Personal information
- Full name: Andrew Jonathan Morrell
- Date of birth: 28 September 1974 (age 51)
- Place of birth: Doncaster, England
- Height: 5 ft 11 in (1.80 m)
- Position: Striker

Youth career
- Nuneaton Borough

Senior career*
- Years: Team / Apps / (Gls)
- 1997–1998: Newcastle Blue Star
- 1998–2003: Wrexham / 109 / (40)
- 2003–2006: Coventry City / 98 / (17)
- 2006–2008: Blackpool / 78 / (21)
- 2008–2010: Bury / 73 / (18)
- 2010–2014: Wrexham / 113 / (25)
- 2014–2018: Tamworth / 28 / (4)
- 2018: Redditch United / 1 / (1)

Managerial career
- 2011–2014: Wrexham
- 2014–2018: Tamworth
- 2020: Hednesford Town

= Andy Morrell =

English football player and manager

Andrew Jonathan Morrell (born 28 September 1974) is an English former professional footballer. A striker, Morrell played 359 games in the Football League for Wrexham, Coventry City, Blackpool and Bury, scoring 96 goals.

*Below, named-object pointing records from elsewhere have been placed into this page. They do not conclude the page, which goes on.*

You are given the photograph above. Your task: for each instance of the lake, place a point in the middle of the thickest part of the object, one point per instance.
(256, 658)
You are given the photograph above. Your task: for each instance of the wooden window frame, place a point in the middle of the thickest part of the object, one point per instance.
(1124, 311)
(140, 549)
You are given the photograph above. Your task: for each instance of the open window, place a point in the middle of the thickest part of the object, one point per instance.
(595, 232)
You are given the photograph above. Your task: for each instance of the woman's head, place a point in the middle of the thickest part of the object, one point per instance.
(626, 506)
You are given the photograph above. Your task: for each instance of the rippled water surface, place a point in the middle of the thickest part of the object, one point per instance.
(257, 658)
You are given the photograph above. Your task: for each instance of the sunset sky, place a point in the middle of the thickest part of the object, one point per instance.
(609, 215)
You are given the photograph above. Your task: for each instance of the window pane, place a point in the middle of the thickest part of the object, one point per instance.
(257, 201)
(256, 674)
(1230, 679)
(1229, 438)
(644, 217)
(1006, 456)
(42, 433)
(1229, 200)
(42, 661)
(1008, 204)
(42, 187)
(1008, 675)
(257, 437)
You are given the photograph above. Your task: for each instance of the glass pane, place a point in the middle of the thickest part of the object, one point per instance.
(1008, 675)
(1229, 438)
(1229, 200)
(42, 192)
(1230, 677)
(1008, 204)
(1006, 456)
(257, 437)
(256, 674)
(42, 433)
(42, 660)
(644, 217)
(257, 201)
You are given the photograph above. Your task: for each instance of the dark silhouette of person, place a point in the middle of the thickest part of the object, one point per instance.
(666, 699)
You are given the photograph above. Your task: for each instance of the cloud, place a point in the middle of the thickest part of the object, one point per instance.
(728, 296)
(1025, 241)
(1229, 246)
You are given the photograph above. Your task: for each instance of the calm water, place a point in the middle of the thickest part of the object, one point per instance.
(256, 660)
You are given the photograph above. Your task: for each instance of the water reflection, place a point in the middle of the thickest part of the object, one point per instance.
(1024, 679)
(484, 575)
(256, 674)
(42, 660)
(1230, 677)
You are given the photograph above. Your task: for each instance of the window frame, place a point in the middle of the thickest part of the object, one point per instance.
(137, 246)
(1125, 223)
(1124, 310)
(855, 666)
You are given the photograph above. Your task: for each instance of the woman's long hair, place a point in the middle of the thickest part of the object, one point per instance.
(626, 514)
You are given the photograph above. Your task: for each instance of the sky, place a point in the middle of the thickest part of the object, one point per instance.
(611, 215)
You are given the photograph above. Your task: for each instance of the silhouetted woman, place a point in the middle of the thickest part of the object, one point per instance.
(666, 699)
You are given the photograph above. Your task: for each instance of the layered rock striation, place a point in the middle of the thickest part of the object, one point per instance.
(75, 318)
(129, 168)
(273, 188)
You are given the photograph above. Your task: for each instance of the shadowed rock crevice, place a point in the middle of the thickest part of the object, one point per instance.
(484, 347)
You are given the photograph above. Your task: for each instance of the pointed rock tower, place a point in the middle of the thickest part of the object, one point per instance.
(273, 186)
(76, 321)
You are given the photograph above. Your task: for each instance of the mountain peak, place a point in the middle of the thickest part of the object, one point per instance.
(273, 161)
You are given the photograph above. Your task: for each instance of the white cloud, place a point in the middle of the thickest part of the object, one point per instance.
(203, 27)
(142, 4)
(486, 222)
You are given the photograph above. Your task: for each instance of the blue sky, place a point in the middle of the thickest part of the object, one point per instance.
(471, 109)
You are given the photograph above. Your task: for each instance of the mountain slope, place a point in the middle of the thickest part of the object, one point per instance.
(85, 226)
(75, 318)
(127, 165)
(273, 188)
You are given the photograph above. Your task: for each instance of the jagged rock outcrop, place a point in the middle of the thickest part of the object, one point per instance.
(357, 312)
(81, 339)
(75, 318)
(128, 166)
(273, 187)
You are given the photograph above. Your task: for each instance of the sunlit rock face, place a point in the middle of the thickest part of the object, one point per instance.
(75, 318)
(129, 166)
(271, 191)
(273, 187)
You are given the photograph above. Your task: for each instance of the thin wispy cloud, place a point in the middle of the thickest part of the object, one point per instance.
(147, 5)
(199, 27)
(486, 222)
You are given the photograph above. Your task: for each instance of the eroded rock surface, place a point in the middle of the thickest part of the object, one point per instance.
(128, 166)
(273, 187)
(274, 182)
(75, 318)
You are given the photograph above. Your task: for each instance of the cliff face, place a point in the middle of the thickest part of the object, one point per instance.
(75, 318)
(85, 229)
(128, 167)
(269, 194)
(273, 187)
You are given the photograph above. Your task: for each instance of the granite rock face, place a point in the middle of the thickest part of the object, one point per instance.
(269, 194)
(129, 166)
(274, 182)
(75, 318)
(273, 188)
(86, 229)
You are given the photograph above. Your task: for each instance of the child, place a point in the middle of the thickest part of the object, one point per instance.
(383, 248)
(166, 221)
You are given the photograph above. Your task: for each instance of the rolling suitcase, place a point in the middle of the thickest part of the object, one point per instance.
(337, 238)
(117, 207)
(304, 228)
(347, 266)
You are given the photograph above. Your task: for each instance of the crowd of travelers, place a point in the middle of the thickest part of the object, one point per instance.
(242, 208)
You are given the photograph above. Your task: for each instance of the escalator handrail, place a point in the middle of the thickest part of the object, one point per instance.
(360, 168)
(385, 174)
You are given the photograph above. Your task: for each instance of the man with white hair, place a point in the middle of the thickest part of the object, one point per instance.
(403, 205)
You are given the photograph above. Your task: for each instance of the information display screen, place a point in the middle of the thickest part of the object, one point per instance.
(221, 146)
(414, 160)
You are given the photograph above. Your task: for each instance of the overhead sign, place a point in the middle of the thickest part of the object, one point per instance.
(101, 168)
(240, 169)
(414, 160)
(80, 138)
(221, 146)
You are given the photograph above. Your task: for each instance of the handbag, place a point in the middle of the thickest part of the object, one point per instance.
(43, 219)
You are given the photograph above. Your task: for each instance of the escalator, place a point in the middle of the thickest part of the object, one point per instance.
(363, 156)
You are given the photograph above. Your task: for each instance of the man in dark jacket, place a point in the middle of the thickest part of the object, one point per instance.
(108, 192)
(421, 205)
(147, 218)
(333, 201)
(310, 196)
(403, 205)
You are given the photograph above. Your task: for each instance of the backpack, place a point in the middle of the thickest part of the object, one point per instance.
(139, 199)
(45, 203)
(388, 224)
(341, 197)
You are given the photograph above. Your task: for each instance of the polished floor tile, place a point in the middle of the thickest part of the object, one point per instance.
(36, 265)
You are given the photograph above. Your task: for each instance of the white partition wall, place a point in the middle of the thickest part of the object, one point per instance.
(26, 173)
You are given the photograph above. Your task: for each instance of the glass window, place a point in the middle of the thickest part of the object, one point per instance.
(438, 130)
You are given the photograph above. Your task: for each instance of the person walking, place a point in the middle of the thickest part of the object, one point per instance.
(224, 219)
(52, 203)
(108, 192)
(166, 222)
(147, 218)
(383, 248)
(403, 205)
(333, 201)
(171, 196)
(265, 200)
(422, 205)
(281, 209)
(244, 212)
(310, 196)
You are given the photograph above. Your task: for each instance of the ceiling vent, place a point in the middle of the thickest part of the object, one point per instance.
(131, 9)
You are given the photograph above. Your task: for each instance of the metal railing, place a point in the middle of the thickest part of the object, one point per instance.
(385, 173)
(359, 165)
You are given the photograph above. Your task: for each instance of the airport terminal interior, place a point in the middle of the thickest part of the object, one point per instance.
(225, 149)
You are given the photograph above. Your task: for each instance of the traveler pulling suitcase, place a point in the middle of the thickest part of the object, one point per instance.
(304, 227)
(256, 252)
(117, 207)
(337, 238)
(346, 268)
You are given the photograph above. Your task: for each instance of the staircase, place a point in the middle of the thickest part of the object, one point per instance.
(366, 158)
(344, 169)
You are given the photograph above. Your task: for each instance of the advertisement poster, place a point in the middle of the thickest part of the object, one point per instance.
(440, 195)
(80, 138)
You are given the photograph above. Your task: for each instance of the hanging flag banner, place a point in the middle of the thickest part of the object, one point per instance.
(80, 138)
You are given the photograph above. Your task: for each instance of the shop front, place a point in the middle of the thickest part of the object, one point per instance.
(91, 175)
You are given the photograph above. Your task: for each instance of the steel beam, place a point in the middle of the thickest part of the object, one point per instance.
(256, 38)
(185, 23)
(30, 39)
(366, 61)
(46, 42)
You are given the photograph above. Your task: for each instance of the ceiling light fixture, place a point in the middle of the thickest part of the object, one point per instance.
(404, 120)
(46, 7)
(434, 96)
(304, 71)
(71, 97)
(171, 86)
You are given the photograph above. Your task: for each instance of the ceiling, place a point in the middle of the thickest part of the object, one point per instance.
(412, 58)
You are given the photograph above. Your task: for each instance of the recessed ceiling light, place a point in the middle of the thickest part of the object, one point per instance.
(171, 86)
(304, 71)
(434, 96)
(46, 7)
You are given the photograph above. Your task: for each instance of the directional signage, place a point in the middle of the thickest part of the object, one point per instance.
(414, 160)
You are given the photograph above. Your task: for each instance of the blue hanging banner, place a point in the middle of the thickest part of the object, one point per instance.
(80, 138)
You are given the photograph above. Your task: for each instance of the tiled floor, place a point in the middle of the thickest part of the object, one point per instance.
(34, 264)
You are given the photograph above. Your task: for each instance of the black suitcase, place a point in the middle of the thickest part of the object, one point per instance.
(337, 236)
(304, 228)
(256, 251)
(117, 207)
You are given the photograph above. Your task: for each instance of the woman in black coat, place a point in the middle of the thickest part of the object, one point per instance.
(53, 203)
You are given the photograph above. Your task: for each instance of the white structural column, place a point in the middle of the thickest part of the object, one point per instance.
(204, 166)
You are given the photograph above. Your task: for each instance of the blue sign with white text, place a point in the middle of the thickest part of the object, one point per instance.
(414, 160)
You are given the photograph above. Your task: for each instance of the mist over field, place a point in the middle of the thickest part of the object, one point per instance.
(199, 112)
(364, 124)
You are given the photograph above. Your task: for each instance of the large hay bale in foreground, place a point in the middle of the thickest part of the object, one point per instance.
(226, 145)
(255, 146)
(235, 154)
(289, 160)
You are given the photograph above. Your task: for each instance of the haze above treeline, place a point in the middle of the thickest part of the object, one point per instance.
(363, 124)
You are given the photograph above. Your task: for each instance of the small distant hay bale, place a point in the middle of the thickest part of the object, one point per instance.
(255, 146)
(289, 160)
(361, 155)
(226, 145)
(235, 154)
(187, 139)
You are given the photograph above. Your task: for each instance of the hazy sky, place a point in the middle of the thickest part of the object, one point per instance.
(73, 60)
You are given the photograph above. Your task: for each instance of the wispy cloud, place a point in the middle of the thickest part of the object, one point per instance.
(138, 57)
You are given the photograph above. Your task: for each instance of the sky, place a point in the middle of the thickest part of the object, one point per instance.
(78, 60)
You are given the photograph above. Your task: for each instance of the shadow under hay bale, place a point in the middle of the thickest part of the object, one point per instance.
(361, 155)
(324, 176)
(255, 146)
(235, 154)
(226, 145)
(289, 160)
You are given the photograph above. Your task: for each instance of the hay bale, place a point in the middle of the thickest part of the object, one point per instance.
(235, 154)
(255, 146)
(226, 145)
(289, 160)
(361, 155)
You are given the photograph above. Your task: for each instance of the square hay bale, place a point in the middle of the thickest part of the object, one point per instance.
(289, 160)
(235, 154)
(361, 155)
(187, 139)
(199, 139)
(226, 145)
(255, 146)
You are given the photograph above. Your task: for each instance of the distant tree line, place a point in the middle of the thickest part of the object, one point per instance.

Initially handed the manager's role on an interim basis at Wrexham, after Dean Saunders left to manage Doncaster Rovers, Morrell was given the job until the end of the season after a run of seven wins in nine games, he continued his playing career serving as a player-manager, leaving the position in February 2014 after two and a half years as manager with a win record at over 52%.

Morrell has also served as assistant manager at Shrewsbury Town.

==Career==

===Newcastle Blue Star===
Born in Doncaster, South Yorkshire, and brought up in Market Bosworth, and attending Twycross House School, he played for the Leicestershire County Cricket Club from under-15 to under-19 level. He started his football career as a youth team player at Nuneaton Borough, before deciding to make the move north to Northumbria University, Newcastle upon Tyne to study Sports science. It was then that he started playing for Newcastle Blue Star making 31 appearances scoring 25 times in his season.

===Wrexham===
Morrell's first big break came when he started talking to Sky Sports presenter Rob McCaffrey, who was helping to write the autobiography of Joey Jones, Wrexham's first-team coach at the time. McCaffrey arranged for Morrell to have a trial at the club. After a week's trial he was kept on at Wrexham and was coached by their striking coach Ian Rush, from whom he learnt a great deal. With his new strike partner Lee Trundle he scored 34 league goals in 45 games in the 2002–03 season, making him top scorer in all four divisions that year, having only scored two goals the entire previous season.

===Coventry City===
After a very impressive spell with Wrexham, Morrell caught the eye of Coventry City manager Gary McAllister, who signed him on a free transfer in the summer of 2003. Morrell scored nine goals in 19 starts in his first season with Coventry; however, this decreased to six goals the following season following a transition to a wide midfield position. McAllister's replacement, Micky Adams, told Morrell he would be a squad player. Morrell challenged himself to make the first team, working hard in pre-season to make himself as fit as possible. Morrell was not named in the matchday squads for the first three games of the 2006–07 season.

===Blackpool===
Blackpool manager Simon Grayson contacted Micky Adams about Morrell's availability, and the striker was allowed to discuss a possible move. Morrell signed for Blackpool on a free transfer on 15 August 2006. He initially struggled to hold a place in the team, but on 16 September he scored his first goal for the club, a last-minute equaliser in a 2–2 draw at home to Oldham Athletic which began a run of consistent appearances.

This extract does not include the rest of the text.